After years of wishing to volunteer in an African country, last year I spent three weeks living with a family in the beautiful land of the Maasai tribe on the outskirts of Nairobi in Kenya.
The family lives a very rustic self-sufficient life. Accommodation is very basic with a house made from corrugated iron sheets. The only source of electricity is a donated small solar panel which is capable of lighting a couple of bulbs when it gets dark.
There is no running water in the house. Water is only available from a well which is situated around 2km away from home. Traditionally, the family relied on their cattle to cater for their nutrition. However, the depletion in livestock has led them to turn to farming practices which became their primary source of food. Nowadays, their food mainly consists of a small variety of crops such as corn, tomatoes and beans.
Completing the necessary tasks for survival, consumes the major part of the day for the family. Chopping trees to obtain firewood, cutting corn, milking goats and carrying water are the typical tasks performed by the woman on a daily basis while the man looks after the cattle. These activities are done on foot unless the family is rich enough to own a donkey.
Although one might think that this lifestyle does not give much to worry about, the family does encounter difficult situations which are beyond its control. But within the family there is a strong sense of faith. I recall one occasion when the water supply stopped due to a leakage in the piping system. After the fourth day without water, I asked the woman what will happen if the fault is not found soon. She replied that the community will survive as God will not forget them. She was convinced that the leakage will be found and fixed soon or else it will rain. The leakage was found within the next two days and water supply was back to normal.

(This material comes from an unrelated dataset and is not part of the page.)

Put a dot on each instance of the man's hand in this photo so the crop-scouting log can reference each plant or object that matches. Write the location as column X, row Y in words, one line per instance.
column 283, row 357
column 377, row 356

You might be thinking of what a poor life these people are leading with very basic living standards. However, although most families are deprived of what you may consider as needs, they are also rich in other ways.
The land is still in its natural state and the people living there are in harmony with nature. The area is home for many wild animals such as giraffes and dik-diks. The family enjoys watching sunrise and sunset, two free and beautiful moments which help start the day on a positive note and find peace before the day comes to an end.

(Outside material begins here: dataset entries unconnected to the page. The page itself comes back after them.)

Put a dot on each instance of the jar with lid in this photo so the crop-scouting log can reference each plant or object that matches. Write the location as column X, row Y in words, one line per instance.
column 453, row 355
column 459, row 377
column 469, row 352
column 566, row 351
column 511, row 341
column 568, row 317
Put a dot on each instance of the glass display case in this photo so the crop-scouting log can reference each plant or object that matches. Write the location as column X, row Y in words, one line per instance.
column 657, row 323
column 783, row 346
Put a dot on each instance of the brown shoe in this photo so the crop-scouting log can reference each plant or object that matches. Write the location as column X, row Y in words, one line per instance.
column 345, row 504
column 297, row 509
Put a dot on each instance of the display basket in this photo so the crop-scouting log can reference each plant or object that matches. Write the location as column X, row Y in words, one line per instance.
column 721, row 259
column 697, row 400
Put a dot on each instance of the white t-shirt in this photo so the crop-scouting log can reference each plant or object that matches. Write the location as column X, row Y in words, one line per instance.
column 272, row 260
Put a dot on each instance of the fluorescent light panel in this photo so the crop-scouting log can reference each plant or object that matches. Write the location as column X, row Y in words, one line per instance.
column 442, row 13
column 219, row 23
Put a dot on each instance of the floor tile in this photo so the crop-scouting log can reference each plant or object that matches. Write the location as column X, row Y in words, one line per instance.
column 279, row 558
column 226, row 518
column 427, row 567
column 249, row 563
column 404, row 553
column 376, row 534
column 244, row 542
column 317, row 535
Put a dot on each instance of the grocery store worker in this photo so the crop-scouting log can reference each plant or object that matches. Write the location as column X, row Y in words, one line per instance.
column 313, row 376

There is also a strong sense of family and community values. Children have the constant presence of their mother and father during their upbringing, getting their necessary attention. The family house does not only host the nuclear family but also the extended family which creates a sense of unity. Sharing is also highly present within the community. Food is shared and the family finds a helping hand from the community in the completion of manual work such as house maintenance. Other community members or guests like myself are welcome for dinner and a sleep over at the family’s house with no obligations. Cattle are left to herd alone, knowing that other families within the community will not take their cattle.
Although deprived of material possessions which are considered as basic, these family and community values gave me a very high level of well-being which is also visible within the rest of the community.
Daniel Borg volunteered with the Maltese NGO Right2Smile.